Skip to content

Instantly share code, notes, and snippets.

@curiousjp
Last active June 16, 2023 15:39
Show Gist options
  • Save curiousjp/22668f6893e05f6a86b31b4e791a2665 to your computer and use it in GitHub Desktop.
Save curiousjp/22668f6893e05f6a86b31b4e791a2665 to your computer and use it in GitHub Desktop.
ffmpeg meme cookbook

curiousjp's ffmpeg meme cookbook

This is a place to gather "recipes" for various types of common video memes, now that discord has made this a ubiquitous format. I put these files together using ffmpeg, running it from the command line in a Windows Linux Subsystem instance. Image editing is normally done in GIMP where necessary, and youtube-dl is used to fetch video and audio files for input.

Eventually, I hope to have a basic tutorial here on how ffmpeg's worldview around video editing operates - the idea of the filter graph.

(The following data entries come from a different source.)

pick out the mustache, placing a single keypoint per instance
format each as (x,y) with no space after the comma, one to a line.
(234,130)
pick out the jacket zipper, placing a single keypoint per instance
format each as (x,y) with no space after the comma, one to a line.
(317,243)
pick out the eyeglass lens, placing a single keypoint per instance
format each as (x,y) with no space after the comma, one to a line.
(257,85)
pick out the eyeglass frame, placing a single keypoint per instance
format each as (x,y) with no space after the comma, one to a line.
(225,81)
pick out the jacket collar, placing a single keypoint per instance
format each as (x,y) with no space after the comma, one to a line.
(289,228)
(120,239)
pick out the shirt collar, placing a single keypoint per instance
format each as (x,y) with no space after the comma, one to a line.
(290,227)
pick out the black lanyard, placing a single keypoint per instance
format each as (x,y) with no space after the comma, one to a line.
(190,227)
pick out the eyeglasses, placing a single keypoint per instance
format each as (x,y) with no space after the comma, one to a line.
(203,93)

Until then, I point you to the overall filtering guide, and the filter documentation reference. The basic idea however is that our video and audio streams are going to flow through a chain of filters and modifiers from our inputs to our final results.

Examples

Examples on this page will often have been resized further from the given recipe to save space.

Holding a frame still

Pausing at a certain timestamp, for a certain period of time - this can be used for jumpscare effects. Our steps will be:

  1. Split our input into a "front" and "back" part. We will do this using two instances of the trim filter.
  2. Pad the "front" part with extra copies of its last frame, using tpad.
  3. Join the "front" and "back" parts back together using concat.

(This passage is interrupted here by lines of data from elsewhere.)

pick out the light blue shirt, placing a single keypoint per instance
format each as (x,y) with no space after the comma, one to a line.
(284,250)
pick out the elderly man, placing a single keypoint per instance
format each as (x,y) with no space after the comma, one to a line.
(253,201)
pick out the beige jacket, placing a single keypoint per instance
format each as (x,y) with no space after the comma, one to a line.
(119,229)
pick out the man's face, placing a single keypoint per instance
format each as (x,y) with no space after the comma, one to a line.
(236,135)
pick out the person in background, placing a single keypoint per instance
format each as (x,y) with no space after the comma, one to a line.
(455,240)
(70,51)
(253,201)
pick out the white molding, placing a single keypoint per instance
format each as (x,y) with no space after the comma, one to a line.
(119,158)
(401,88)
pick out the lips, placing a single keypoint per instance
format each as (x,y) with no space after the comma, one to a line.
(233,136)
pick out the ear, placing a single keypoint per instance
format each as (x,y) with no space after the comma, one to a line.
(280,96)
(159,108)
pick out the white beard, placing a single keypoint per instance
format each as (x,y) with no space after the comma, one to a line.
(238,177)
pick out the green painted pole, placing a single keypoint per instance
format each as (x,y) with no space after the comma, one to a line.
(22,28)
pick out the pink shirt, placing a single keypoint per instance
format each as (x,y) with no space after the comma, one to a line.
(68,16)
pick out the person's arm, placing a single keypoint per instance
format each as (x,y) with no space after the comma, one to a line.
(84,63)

Here is an example. The input file is sticks-yuki.gif and the output file is pause-yuki.gif. We will hold on the 14th frame, for ten frames:

ffmpeg -i sticks-yuki.gif -filter_complex " \
    [0:v]trim=end_frame=15,tpad=stop=10:stop_mode=clone[front]; \
    [0:v]trim=start_frame=15[back]; \
    [front][back]concat=n=2:v=1" pause-yuki.gif

Here, trim and tpad received their arguments as frame numbers, but they could also be given using time durations. A note about this is that, in the case of a gif, it does not reoptimise the file to e.g. just provide a long disposal time for the held frame - it creates a bunch of frame copies that in most cases won't do anything.

Stutter and replay

I take the ending of my input file, and repeat it three times - the audio is replaced with an SFX sample. The three plays are cut short, like when someone skips backwards to see a replay, or listening to a record being scratched. Finally, the clip and the SFX audio are allowed to play out fully, but in slow motion.

This has quite a few stages, and one approach might be to use intermediate files. I have tried to do it here in one step.

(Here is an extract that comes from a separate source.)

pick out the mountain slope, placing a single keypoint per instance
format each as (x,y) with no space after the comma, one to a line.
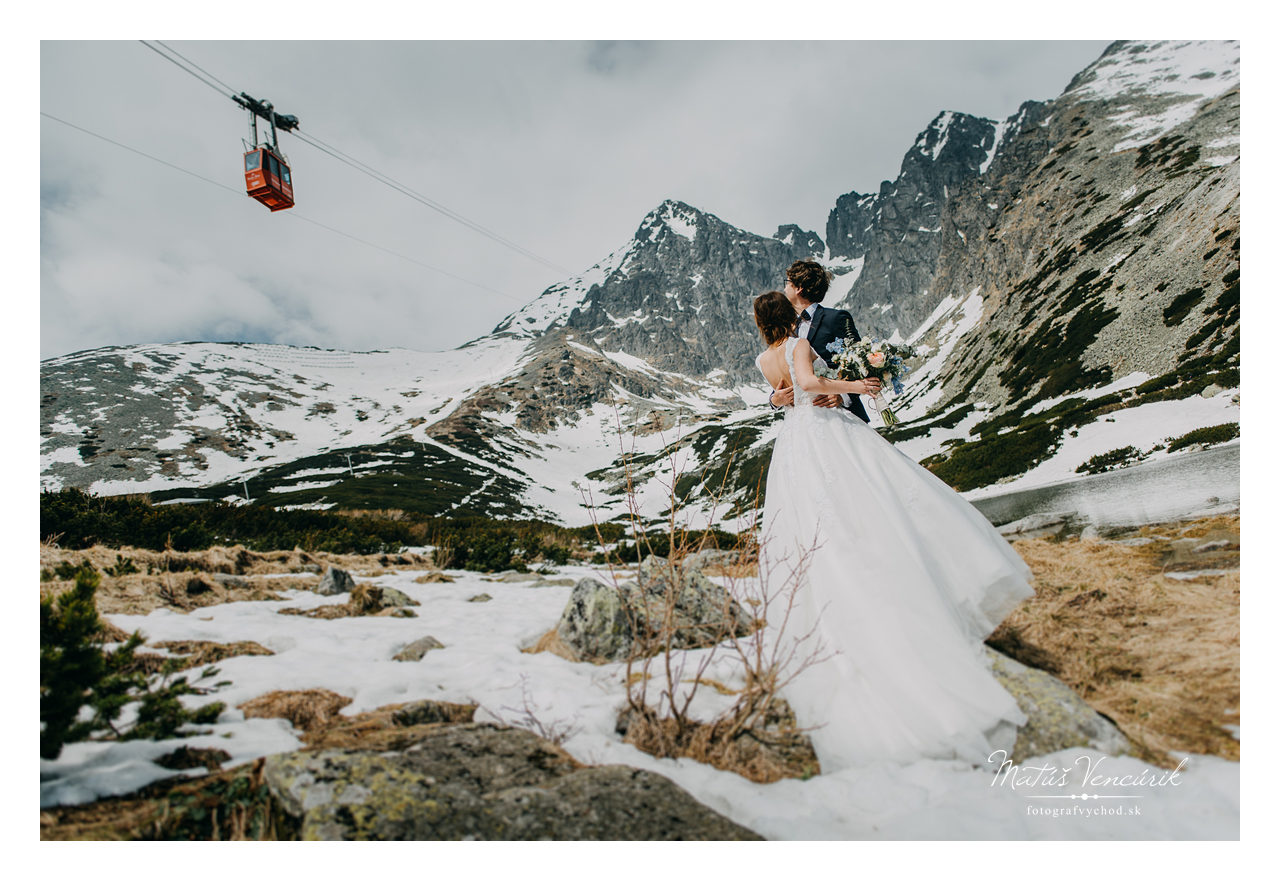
(1077,258)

  1. First, we'll split out the ending section using (trim), and make two copies of it (split).
  2. We take one copy, and truncate it down to 0.5 seconds long (trim).
  3. We take the other copy, and slow it down to play at half speed (setpts).
  4. We take the audio file, and make two copies of it (asplit).
  5. We take one copy, and truncate it down to 0.5 seconds long (atrim).
  6. We take the other copy, and slow it down to play at half speed (atempo).
  7. We take our 0.5 second long video and audio streams and duplicate them so we have two additional copies of each (split and asplit).
  8. Finally, we combine all of these together with concat.
ffmpeg -i limitflip.mp4 -i pipe.m4a -filter_complex " \
    [0:v]trim=start=11.5,setpts=PTS-STARTPTS,split=2[ending1][ending2]; \
    [ending1]trim=start=0:end=0.5, split=3[sec1][sec2][sec3]; \
    [ending2]setpts=2*PTS[sec4]; \
    [1:a]atrim=start=0:end=0.5, asplit=3[sec1a][sec2a][sec3a]; \
    [1:a]atempo=0.5[sec4a]; \
    [0:v][0:a][sec1][sec1a][sec2][sec2a][sec3][sec3a][sec4][sec4a]concat=5:v=1:a=1[vfin][afin]; \
    [vfin]scale=w=iw/2:h=-1[vs]" \
-map "[vs]" -map "[afin]" -y limit-pipe.mp4

Something to look out for here is the use of setpts on the first line - if this isn't done, the internal timestamps on the trimmed video won't be reset - so attempting to then trim from 0 to 0.5 on the second line will result in you seeking into the blank area taken away from the first trim. This isn't necessary for the second trim, as it starts from zero.

Looped animation + transposition + chromakey with PNG transparency

I have meme PNG with a transparent background - I want to isolate an animated character from another video, and have two copies of it animated in the transparency area. I want the final result to be a looping animated GIF.

The looping animated characters can be found on frames 29 to 99 of the original video after skipping forward 3 minutes, 25 seconds. The transparent image on the PNG is towards the bottom, so the isolated frames are padded and translated into the correct positions. The padding should be white - but as they will be overlaid with one another, one character receives a transparent pad (black@0). Converting real colour MP4 video to GIF can be a bit fraught - the last steps of this graph take the final video stream, analyse it to develop an optimal palette, and then apply that palette.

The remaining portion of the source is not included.